The present invention is related to a k-cluster residue number system, and more particularly, to a memory-based k-cluster residue number system capable of performing multiplicative scaling, overflow detection, and mixed sign iterative division.
Edge artificial intelligence (AI) computing is an area of rapid growth, which integrates neural networks with the Internet of Things (IoT) together for computer vision, natural language processing, and self-driving car applications, it quantizes the floating-point number to fixed-point integer for inference operations. In-memory architecture is one of the important Edge AI computing platforms, which stacks the memory over the top of the logic circuits for Memory Centric Neural Computing (MCNC). The data is directly loaded from stacked memory to Processing Elements (PEs) for computation, it avoids loading the data from the external memory and minimizes data transfer. It significantly reduces the latency and speeds up the operations. The performance is further enhanced using Residue Number System (RNS), which fully utilizes the internal memory to store the data for integer operations.
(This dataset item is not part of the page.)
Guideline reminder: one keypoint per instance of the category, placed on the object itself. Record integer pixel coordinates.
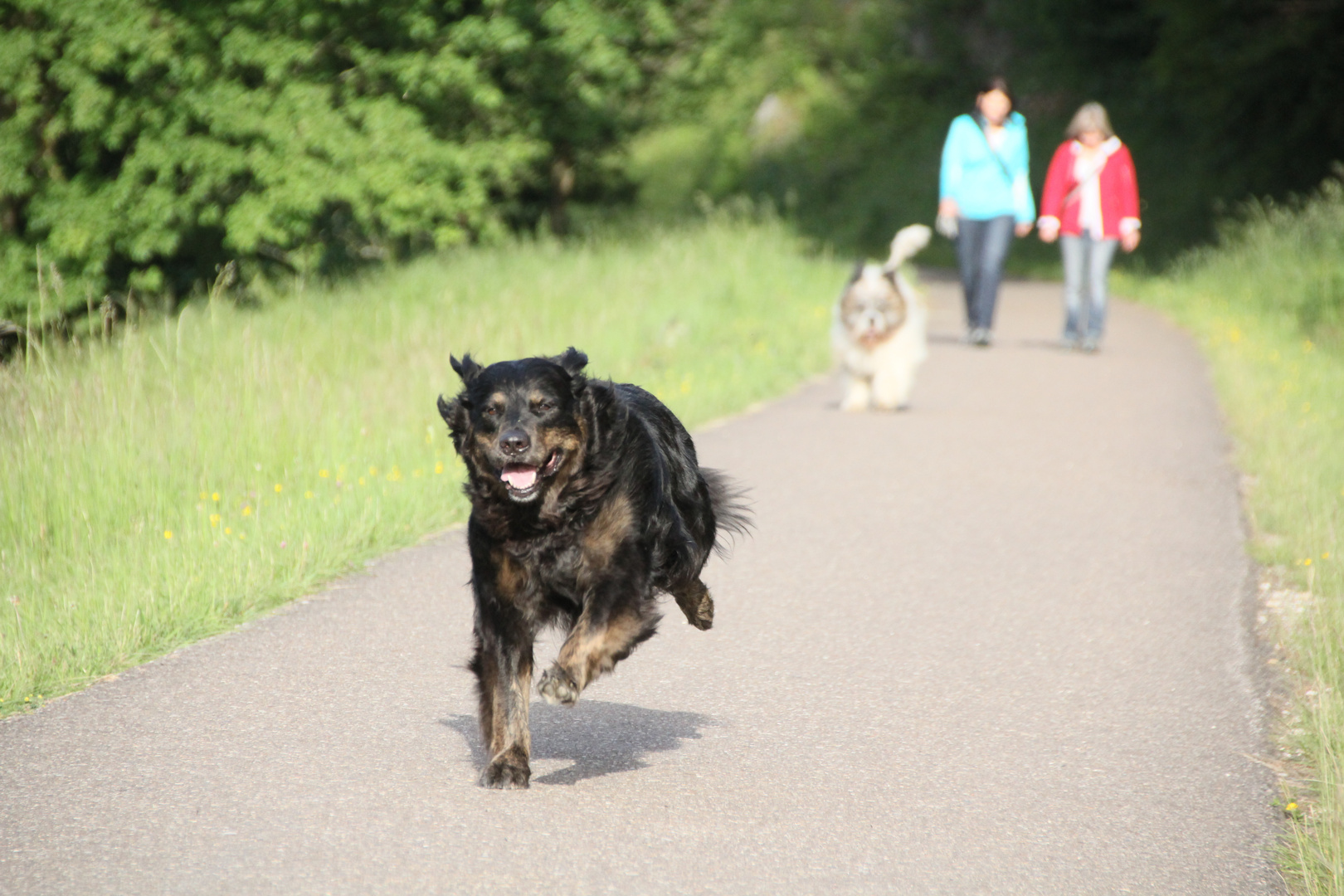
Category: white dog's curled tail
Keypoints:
(908, 242)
Residue Number System (RNS) is a number system, which first defines the moduli set and transforms the numbers to their integer remainders (also called residue) through modulo division, then performs the arithmetic operations (addition and multiplication) on the remainders only. For example, the moduli set is defined as (7, 8, 9) with the numbers 13 and 17. The dynamic range is defined by the product of the moduli set with the range 504. It first transforms the numbers to their residue through the modulo operations 13→(6, 5, 4) and 17→(3, 1, 8), then performs addition and multiplication on residues only, (6, 5, 4)+(3, 1, 8)=(9, 6, 12)→(2, 6, 3), which is equal to 30. (6, 5, 4)*(3, 1, 8)=(18, 5, 32)→(4, 5, 5), which is equal to 221. Since the remainder magnitude is much smaller, it only requires simple logic for parallel computations. The drawback of RNS is sign detection, magnitude comparison, and division support. The residues are required to convert back to the binary number domain for those operations.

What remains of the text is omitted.